20. El ermitaño
EL hombre se agarró a las húmedas paredes y comenzó a arrastrarse como una culebra.
El agua de las recientes lluvias había excavado el cubil de aquellas alimañas y había abierto un agujero lateral, que llegaba a una barranquera, por donde se precipitaba el agua que se escurría de la montaña.
Por allí salió nuestro héroe y fue a encontrarse en un torrente estrecho y profundo bien guardado por helechos, cañas y juncos. Se abrió paso cerro arriba como un reptil y dejó pronto atrás las voces de sus perseguidores.
—Rastread bien la charca. No andará lejos… —gritaba una voz.
Poco a poco, el guerrillero llegó hasta el altozano donde se había ocultado fray Perico y pronto encontró la cuevecilla donde éste se había guarecido con el borrico. Poco tiempo hubo para que ambos hombres se estrecharan la mano llenos de alegría. Se oían voces de alguien que subía.
—¡Son ellos!
—Te espero en el molino del Cega —murmuró el hombre de la barba.

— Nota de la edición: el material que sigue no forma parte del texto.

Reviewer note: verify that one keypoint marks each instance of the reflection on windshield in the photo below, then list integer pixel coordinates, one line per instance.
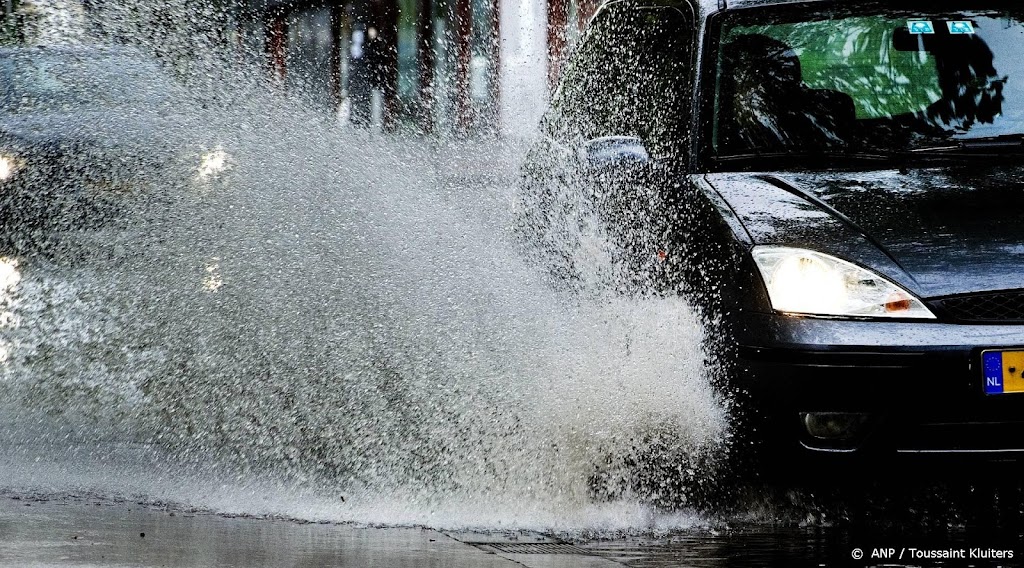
(868, 84)
(34, 82)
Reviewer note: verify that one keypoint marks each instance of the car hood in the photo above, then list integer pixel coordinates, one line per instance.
(938, 231)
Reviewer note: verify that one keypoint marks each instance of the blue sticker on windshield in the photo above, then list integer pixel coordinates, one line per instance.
(961, 28)
(921, 27)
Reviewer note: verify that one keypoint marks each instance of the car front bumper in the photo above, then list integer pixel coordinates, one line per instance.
(903, 388)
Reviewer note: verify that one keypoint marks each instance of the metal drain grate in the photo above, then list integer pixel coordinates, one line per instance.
(538, 549)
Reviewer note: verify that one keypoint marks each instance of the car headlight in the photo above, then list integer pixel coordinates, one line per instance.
(809, 282)
(212, 164)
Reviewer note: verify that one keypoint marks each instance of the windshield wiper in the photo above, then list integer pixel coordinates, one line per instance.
(988, 144)
(808, 157)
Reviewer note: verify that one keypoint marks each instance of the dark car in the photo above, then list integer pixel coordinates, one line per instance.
(86, 131)
(837, 186)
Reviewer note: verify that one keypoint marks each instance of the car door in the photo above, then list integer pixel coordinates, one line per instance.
(599, 178)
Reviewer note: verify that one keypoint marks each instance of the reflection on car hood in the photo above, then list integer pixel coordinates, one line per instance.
(938, 231)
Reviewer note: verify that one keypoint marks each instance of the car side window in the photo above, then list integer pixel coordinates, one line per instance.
(631, 76)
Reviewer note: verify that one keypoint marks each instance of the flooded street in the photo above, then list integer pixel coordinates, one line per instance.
(248, 322)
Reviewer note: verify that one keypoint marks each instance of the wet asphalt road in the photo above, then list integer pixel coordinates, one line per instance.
(77, 531)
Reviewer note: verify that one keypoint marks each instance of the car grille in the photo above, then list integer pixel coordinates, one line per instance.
(1004, 307)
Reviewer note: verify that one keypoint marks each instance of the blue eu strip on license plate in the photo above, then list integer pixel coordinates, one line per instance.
(1004, 372)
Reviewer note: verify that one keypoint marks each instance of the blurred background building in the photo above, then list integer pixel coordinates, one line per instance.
(438, 66)
(432, 66)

Fray Perico se echó a temblar.
—¿Y qué hago con el burro? Lo reconocerán. Ya vienen.
—No lo sé. Me voy. San Francisco te salve.
Fray Perico no sabía qué hacer. Echó la capa castellana de su compañero sobre el burro, se hincó de rodillas y se puso a rezar a san Francisco.
Una nariz gruesa, una guerrera azul, unos bigotes y un soldado francés. Otra nariz gruesa, otra guerrera azul, unos bigotes y otro soldado francés. Otra nariz gruesa, otra guerrera azul y…
—Pagdón, mesié, est-ce que vous priez?
—No lo sé —contestó fray Perico.
Los soldados, al verlo de rodillas en la cueva, pensaron que era un ermitaño de los que poblaban aquellos parajes.
—Avez-vous vu un homme?
Fray Perico levantó los hombros.
—Yo no compre pan.
A todo esto, un soldado se había sentado sobre la capa pensando que estaba encima de una piedra.